# Looking for best way to setup front alignment



## onetwomany (Apr 22, 2011)

First timer at doing a frame off on my 65 GTO. Front suspension is all new and I'm wondering what the best method is to align it until I can get it to a professional alignment shop. Where do I set the tie rods? Should I use straight edges off the tires and take measurements? Please help. Thanks Vern


----------



## 66tempestGT (Nov 28, 2009)

straight edge off the tires will get you real close.


----------



## onetwomany (Apr 22, 2011)

Thanks 66. I just want to get it in the ballpark until I can drive it to shop.


----------



## freethinker (Nov 14, 2009)

onetwomany said:


> First timer at doing a frame off on my 65 GTO. Front suspension is all new and I'm wondering what the best method is to align it until I can get it to a professional alignment shop. Where do I set the tie rods? Should I use straight edges off the tires and take measurements? Please help. Thanks Vern


set caster first. eyeball down the spindle ball joint holes. if they are straight up and down its 0 caster.

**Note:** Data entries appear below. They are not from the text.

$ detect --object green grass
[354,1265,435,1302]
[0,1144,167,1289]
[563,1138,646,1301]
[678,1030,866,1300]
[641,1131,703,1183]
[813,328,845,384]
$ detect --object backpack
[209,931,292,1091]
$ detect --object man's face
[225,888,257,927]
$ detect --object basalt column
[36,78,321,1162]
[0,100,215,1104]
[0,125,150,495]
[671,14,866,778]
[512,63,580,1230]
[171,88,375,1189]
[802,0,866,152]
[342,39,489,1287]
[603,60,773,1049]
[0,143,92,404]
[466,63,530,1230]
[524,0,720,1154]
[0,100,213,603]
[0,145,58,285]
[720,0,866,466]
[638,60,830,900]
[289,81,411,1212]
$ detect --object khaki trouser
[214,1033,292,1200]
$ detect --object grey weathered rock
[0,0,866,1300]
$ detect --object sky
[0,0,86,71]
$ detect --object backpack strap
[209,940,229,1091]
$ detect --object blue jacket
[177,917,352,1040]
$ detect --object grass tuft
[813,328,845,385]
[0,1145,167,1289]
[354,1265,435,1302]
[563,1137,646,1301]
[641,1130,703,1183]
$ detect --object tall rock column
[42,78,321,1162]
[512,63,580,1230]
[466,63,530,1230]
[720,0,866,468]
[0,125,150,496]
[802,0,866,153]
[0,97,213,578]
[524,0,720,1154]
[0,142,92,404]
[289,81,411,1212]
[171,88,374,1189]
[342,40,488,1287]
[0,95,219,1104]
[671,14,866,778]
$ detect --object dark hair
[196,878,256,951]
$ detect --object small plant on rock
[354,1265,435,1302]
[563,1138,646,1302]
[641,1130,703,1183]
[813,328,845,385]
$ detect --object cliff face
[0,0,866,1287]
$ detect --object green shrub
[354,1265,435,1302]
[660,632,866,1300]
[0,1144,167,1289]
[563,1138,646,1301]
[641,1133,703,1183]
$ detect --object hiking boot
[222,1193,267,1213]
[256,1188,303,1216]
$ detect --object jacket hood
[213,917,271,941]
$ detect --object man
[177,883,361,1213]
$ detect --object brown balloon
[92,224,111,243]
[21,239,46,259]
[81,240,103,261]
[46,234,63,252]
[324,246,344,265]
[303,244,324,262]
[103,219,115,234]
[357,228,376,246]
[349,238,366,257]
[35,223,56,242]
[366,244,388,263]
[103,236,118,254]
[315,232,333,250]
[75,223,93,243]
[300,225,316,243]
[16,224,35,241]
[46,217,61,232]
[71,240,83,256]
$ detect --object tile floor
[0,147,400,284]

camber next. for camber just use a carpenter level against the tire and set to 0 by adding or removing shims equally front and rear.

for toe. first center your steering wheel. jack up the tire so you can spin it. take a spray can of white paint and run a bead of paint around the tire in the center of the tire as you spin it. that will be so you can better see your scribe mark. take a sharp tool like a long screwdriver and scribe a mark in the paint bead by spinning the tire while you hold the tool dead steady just touching the tire. i like to rest it in the head of a jackstand so it doesnt move while you spin the tire. do the same to the other side. now measure between the scribe lines front and back. set 1/16-1/8 toe in.
this should get you close enough to drive it.


----------



## onetwomany (Apr 22, 2011)

Thanks Freethinker. I will follow your recommendations.


----------



## geeteeohguy (Feb 2, 2008)

I would add my 2 cents, but freethinker has it more than covered. But DO get it aligned by a shop when you're ready....you can chew up a set of tires pretty quick if your toe is out to any measurable degree. (is that a pun?)


----------



## Thumpin455 (Feb 17, 2010)

Make sure the shop actually aligns it and doesnt just set the toe. Some of the people working on alignment racks dont know how to set the camber and caster on an old car. Most newer cars only have adjustable toe.


----------



## 1970 Lemans (Jul 25, 2009)

In assessing caster, camber and toe-in, does it matter if the car is on a lift or does it have to be fully weighted (on the ground) for any (or all).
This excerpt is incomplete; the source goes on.